Il tempo passa ma non ci sono pesci interessanti, solo qualche piccolo sarago e minutaglia varia. Insisto qualche secondo e all’improvviso dalla mia destra, non l’avevo visto perché coperto, appare come un fantasma, un bel pesce, il tempo di capire cos’era, lui mi vede e decide di cambiare direzione. In pochi secondi capisco che mi ha riconosciuto e lo vedo allontanarsi di coda, ruoto il fucile verso destra, allineo e poi sparo. L’asta parte veloce e precisa, e colpisce il pesce subito dopo il peduncolo caudale, verso centro corpo, e rimane paralizzato con l’aletta nel corpo. Un tiro d’imbracciata che mi ha dato una grande soddisfazione e mi ha fatto capire le potenzialità di questo fucile.

Ho realizzato anche un video dimostrativo in mare, con alcune catture, per farvi vedere come si comporta durante la pesca. Ho utilizzato una Action cam Midlan XTC 270 e sul fucile ho montato una staffa Pikotech Quick Release 3.0 e mi sono trovato benissimo, leggera e minimale, non crea intralcio in pesca e durante il caricamento.

Conclusioni finali

Anche per questo arbalete sono rimasto veramente soddisfatto, si notano non poco le differenze con il modello precedente (Cayman HF), in particolare nell’impugnatura e nell’allestimento.

I materiali in generale sono sicuramente di ottima qualità, ho urtato piu’ volte il fusto sugli scogli per colpa della risacca e non si è neanche graffiato. La verniciatura è molto resistente e ben fatta.

Anche per l’Invictus mi ha colpito la precisione nel tiro e la facilità di allineamento sul bersaglio, merito soprattutto della linea pulita della testata.

Giacché ho provato a breve distanza il Nenesis e l’Invictus, molte persone mi hanno chiesto quale dei due consigliare e quali sono le differenze.

Personalmente, forma del fusto a parte, li trovo molto simili, precisi e potenti nello stesso tempo e molto facili da gestire. Il Nemesis ha un sistema di sgancio leggermente superiore, la possibilità di essere configurato in diverse propulsioni, mentre l’invictus ha un fusto piu’ stabile, testata con la possibilità di mettere tre elastici e un piu’ comodo appoggio sternale.

Sinceramente non ho migliorie da consigliare, forse se è possibile rivedere il sistema di sgancio quando si innesta l’asta, ma sinceramente funziona bene anche così.

Ottimo il rapporto qualità prezzo!

Volevo infine ringraziare l’azienda OMER SUB, che mi ha dato la possibilità di provare il fucile e altre attrezzature.

Ci tengo a precisare che le impressioni ricavate da questi test sono strettamente personali e possono essere anche non condivisibili, il mio scopo è di condividere con tutti le mie impressioni sul prodotto.

La proprietà del materiale pubblicato nel FORUM pescasubapnea.forumfree.it, salvo diversa indicazione, è dei rispettivi autori.
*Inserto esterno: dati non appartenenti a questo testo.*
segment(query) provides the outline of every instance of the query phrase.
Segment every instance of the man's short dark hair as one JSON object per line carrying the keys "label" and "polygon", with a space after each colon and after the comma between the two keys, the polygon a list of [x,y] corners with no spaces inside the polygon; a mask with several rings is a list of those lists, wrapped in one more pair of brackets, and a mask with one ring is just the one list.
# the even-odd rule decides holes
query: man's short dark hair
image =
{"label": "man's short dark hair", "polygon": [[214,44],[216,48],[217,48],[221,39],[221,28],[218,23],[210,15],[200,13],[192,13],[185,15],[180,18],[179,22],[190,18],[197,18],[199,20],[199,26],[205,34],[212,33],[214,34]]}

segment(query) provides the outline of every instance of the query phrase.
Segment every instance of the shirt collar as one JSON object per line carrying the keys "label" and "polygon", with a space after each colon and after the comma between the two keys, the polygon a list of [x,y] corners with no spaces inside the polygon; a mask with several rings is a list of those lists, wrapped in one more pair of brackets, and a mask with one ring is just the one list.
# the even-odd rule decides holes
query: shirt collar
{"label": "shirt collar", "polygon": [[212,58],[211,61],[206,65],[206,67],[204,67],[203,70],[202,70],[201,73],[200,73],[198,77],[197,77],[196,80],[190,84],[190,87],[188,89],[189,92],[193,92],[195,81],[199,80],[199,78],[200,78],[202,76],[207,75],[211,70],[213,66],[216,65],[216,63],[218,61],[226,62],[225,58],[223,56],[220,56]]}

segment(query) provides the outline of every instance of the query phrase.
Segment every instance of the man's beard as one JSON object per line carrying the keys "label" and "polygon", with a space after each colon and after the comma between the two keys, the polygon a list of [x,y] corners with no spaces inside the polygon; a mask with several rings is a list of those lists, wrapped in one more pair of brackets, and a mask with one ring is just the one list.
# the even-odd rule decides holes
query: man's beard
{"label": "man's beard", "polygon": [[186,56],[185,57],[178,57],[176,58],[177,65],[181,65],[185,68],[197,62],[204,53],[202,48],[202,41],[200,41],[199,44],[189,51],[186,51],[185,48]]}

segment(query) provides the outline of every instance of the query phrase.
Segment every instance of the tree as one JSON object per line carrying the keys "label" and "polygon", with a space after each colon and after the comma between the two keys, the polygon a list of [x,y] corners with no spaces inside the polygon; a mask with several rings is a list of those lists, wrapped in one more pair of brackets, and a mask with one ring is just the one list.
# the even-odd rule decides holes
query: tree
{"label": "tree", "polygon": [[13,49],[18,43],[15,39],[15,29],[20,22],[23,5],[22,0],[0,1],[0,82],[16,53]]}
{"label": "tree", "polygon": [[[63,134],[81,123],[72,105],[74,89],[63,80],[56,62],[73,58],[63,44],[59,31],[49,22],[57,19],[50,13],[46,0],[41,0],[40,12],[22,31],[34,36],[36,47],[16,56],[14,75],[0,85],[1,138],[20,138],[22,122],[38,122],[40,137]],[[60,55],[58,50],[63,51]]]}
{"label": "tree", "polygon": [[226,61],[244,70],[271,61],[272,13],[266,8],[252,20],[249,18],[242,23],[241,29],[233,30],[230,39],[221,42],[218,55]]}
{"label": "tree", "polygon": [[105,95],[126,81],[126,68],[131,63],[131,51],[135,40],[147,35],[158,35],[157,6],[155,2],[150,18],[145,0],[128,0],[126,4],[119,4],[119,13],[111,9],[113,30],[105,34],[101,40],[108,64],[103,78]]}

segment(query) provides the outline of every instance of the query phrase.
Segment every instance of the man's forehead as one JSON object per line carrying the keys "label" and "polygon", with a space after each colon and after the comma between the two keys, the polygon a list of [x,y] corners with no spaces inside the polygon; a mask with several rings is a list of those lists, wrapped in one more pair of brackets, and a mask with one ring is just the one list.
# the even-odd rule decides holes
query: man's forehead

E’ vietata la ripubblicazione, anche parziale, di tutto il materiale pubblicato nel sito pescasubapnea.com senza preventiva autorizzazione scritta.”

Claudio Basili

6 Comments »

  • Ali ha detto:

    Ciao Claudio,
    possiedo i fucili snake del seatec e il fucile omer cayman HF. I 2 fucili non sono comparabili in termini di materiali.
    In partcolare Vorrei capire da te se ci sono stati miglioramenti in termini di pesantezza del fusto (invictus rispetto a cayman), perchè il cayman per me ha un fusto troppo leggero.
    Grazie

  • admin ha detto:

    Purtroppo non avendo un Cayman HF 90 non posso dirti la differenza tra i due, pero’ io ho messo i pesi e misure e quindi puoi fare il confronto.
    Ciao
    Claudio

  • Pablito ha detto:

    Ciao Claudio, vorrei acquistare un INVICTUS HF da 75.. come lo trovi come fucile? che allestimento mi consigli per l’agguato vicino costa max 4-5 m di profondità?
    Grazie in anticipo per le risposte

  • admin ha detto:

    Personalmente mi sono trovato molto bene con questo fucile. Lo puoi allestire con doppio elastico da 14 e asta da 6,5 mm. oppure montare un solo elastico da 17.5 ma sempre asta da 6.5.
    Vai tranquillo ti divertirai con questo fucile
    Ciao
    Claudio

  • Pablito ha detto:

    Grazie Claudio, un’asta da 6,3 come la vedi? poi che marca di elastici mi consigli?

  • admin ha detto:

    Ma c’è poca differenza, va bene ugualmente. Per quanto riguarda gli elastici io ho provato sia gli Omersub che i Sigalsub e vanno bene tutti e due.
    Se vuoi un tiro bruciante, nervoso allora Sigasub Extreme se invece preferisci un tiro progressivo gli altri Omer oppure Sigalsub Reactive.